Thirteen revealed the human form,
By fourteen, the heart
Focused the eye--the eye
Read to the heart.

A silver sun streams
Through the firs and spruces;
The willows in the marsh
Are restless--dancing.
Gnats, motes of light,
Dive and dart;
Angelica grows now
Where the porch once stood;
Sedge has swallowed
The horseshoe pits.

Forty years in four letters--

Loll.

08/10/2007

Author's Note: On sight sketch near the old dining hall

Posted on 08/17/2007
Copyright © 2024 Leonard M Hawkes

Member Comments on this Poem
Posted by Kathleen Wilson on 08/17/07 at 06:16 AM

This poem has everything I love... a musical, confident voice that soothes and excites, a luscious tenderness of language, with an intense burning inner core of knowing.

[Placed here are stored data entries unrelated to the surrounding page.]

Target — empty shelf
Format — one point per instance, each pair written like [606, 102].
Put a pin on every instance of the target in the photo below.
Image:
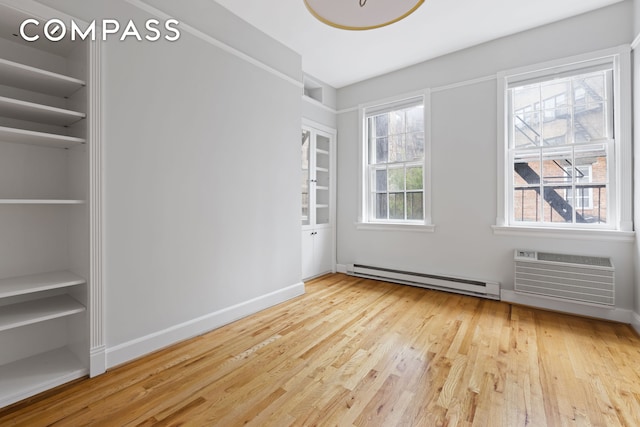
[26, 377]
[23, 136]
[40, 202]
[38, 282]
[40, 113]
[39, 310]
[37, 80]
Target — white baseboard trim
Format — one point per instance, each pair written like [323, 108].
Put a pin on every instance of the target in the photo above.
[635, 321]
[614, 314]
[138, 347]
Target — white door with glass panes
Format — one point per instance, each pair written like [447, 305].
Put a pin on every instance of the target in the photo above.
[318, 200]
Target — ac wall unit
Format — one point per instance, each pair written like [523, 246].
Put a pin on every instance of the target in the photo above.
[471, 287]
[584, 279]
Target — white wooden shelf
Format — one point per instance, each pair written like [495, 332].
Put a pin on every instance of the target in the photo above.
[39, 310]
[38, 282]
[30, 376]
[23, 136]
[40, 202]
[37, 80]
[23, 110]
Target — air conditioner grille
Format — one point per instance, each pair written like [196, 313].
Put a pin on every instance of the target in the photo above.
[570, 277]
[575, 259]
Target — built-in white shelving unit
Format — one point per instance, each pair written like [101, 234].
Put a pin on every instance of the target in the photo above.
[23, 285]
[31, 111]
[318, 200]
[25, 136]
[38, 310]
[38, 80]
[45, 210]
[43, 371]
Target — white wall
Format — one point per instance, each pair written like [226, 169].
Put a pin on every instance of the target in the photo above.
[464, 178]
[321, 112]
[636, 151]
[201, 213]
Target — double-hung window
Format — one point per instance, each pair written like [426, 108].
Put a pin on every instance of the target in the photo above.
[563, 145]
[394, 162]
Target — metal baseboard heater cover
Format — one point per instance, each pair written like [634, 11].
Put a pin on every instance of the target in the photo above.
[479, 288]
[584, 279]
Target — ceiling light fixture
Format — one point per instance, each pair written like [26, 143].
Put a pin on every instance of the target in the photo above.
[361, 14]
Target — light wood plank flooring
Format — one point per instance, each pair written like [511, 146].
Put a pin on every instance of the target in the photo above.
[367, 353]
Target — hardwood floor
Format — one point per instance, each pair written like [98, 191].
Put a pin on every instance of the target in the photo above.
[360, 352]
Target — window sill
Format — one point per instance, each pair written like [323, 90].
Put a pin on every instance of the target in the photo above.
[565, 233]
[420, 228]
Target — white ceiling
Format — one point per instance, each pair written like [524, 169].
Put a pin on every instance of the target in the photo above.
[341, 57]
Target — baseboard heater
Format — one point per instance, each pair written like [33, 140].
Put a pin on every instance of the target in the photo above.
[584, 279]
[478, 288]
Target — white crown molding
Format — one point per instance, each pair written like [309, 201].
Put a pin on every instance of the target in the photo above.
[215, 42]
[318, 104]
[432, 90]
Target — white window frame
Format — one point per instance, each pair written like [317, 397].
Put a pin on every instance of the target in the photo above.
[620, 220]
[366, 219]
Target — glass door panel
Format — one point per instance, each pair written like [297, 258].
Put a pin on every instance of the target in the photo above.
[305, 177]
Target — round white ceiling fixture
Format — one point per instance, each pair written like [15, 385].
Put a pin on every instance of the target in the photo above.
[361, 14]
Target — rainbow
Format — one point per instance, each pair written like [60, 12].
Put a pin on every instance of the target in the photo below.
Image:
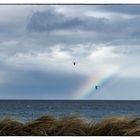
[88, 87]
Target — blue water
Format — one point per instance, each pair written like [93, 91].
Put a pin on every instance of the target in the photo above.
[26, 110]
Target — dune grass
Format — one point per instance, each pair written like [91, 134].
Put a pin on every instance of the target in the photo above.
[71, 126]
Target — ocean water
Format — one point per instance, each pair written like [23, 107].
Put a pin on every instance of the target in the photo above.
[26, 110]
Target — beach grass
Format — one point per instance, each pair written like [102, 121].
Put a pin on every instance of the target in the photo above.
[71, 126]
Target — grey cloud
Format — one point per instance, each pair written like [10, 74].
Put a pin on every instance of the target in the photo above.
[126, 9]
[50, 20]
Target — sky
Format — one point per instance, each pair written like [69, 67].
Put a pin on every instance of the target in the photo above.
[39, 43]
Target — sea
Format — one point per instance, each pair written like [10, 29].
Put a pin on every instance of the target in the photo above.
[92, 110]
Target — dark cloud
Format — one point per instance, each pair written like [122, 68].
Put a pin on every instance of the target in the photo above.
[35, 84]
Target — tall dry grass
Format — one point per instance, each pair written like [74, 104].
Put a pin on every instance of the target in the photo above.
[71, 126]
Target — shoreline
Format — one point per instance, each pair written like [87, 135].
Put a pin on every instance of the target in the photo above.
[71, 126]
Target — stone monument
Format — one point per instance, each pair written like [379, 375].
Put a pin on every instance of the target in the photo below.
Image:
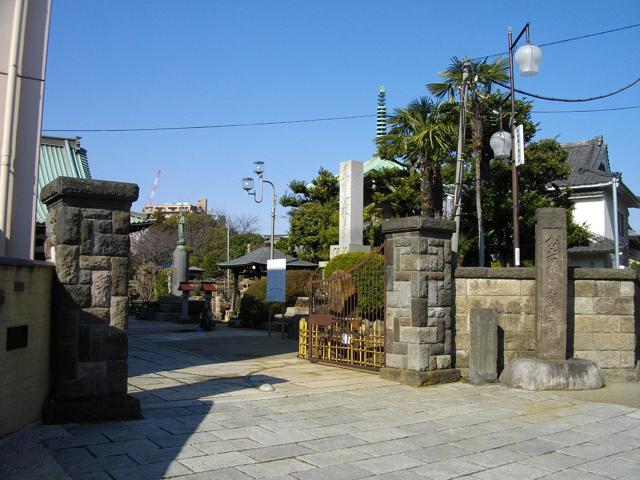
[483, 365]
[180, 270]
[351, 209]
[551, 370]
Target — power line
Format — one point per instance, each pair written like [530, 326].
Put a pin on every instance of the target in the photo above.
[351, 117]
[588, 110]
[556, 99]
[566, 40]
[196, 127]
[287, 122]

The details of "Angelica" and "sedge" overgrowing the known... the "horseshoe pits" all in a heightened moment of looking. Beautiful.

Posted by Kathleen Wilson on 08/17/07 at 06:17 AM

Love the numbers, the progression of age...and the "dancing" too.

Posted by Jim Moore on 08/17/07 at 06:17 AM

A deep, descriptive write that pulls in the reader, reminds us of how fragile we really are. Enjoyed this!

Posted by Richard Vince on 11/25/07 at 09:46 PM

mm. wonderfully evocative. well painted.